Tinche / aiofiles

File support for asyncio
Apache License 2.0
2.67k stars 149 forks source link

Interface inconsistent with asyncio.StreamWriter/Reader #188

Open jgarvin opened 1 month ago

jgarvin commented 1 month ago

I'm not sure if it existed when aiofiles was originally written, but nowadays asyncio has StreamWriter and StreamReader base classes, and it would be more consistent with the rest of the async APIs if open() returned subclasses of these. In particular, the write method is not async, and instead drain is provided which is sync. I believe the assumption is that the StreamWriter writes to the buffer of some Transport which is the thing that is actually connected to the event loop, detects device readiness and then drains the buffer. There is an async drain method that users can manually await, but IIUC it's expected that usually the Transport is doing that for you.

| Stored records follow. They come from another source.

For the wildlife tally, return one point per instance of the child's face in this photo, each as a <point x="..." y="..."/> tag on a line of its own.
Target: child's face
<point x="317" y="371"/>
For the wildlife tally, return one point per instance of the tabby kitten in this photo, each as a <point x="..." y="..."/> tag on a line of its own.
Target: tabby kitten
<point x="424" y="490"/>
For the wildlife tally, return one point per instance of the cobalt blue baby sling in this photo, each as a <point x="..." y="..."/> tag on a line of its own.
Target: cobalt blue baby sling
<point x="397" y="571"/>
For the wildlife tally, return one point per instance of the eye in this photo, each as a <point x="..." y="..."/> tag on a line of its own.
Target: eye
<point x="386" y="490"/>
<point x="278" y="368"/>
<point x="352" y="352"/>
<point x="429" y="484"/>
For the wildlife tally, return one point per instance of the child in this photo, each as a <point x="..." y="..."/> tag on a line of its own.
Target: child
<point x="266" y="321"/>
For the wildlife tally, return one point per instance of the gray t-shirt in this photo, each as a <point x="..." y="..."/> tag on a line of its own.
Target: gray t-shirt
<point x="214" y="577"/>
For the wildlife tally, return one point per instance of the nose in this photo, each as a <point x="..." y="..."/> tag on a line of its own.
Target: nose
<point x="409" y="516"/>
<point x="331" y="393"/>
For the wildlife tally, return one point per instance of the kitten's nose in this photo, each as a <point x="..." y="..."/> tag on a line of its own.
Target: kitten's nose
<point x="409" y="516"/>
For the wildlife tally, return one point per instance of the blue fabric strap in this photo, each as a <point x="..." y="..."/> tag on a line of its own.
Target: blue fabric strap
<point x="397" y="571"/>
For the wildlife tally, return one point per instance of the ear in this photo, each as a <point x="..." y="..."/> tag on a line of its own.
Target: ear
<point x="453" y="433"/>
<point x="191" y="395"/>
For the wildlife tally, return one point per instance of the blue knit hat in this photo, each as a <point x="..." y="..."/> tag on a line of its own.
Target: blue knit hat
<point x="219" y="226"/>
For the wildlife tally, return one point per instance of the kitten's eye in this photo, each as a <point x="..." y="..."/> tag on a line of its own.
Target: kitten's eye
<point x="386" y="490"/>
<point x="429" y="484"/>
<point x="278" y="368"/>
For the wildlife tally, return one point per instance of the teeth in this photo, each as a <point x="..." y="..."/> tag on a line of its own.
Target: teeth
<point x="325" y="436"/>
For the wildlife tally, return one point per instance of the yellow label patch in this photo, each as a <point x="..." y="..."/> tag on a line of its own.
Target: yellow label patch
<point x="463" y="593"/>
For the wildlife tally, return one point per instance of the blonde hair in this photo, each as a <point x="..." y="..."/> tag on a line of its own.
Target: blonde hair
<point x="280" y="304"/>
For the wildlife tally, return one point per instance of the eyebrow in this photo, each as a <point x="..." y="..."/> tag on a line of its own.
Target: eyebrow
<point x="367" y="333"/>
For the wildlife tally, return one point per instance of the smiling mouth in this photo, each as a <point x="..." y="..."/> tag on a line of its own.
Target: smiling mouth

mjpieters commented 1 day ago

Stream APIs have been part of asyncio from the start. StreamWriter and StreamReader are specific interfaces required by asyncio networking, and should not be compared with how file objects work.

E.g. stream buffers are automatically emptied as network sockets are ready to send more. The .drain() method is merely a method to wait for the drain to complete and to provide 'back pressure', letting your application know when network data is backing up so you can pause other parts of your app.

You said:

There is an async drain method that users can manually await, but IIUC it's expected that usually the Transport is doing that for you.

No, you should await on drain() because if you don't you can end up overflowing network buffers, especially if you are pushing data to a stream writer that is coming from a faster source stream that in turn could just wait for capacity to free up. This is a fundamental principal of good networking code.

As the asyncio streams documentation states at the top:

Streams are high-level async/await-ready primitives to work with network connections.

bold emphasis mine.

As such, their interface is not really designed for use with filesystem file objects. The aiofiles project rightly doesn't try to fit Python's io / os / tempfile APIs into streams.

jgarvin commented 1 day ago

Hmm, I know aiofiles and stdlib are different projects but I find the situation confusing because streams are typically an abstraction over all of sockets+files+pipes. The point of it being a stream is usually so you don't have to know the underlying IO device/type, it's just something you take bytes out of or throw them into.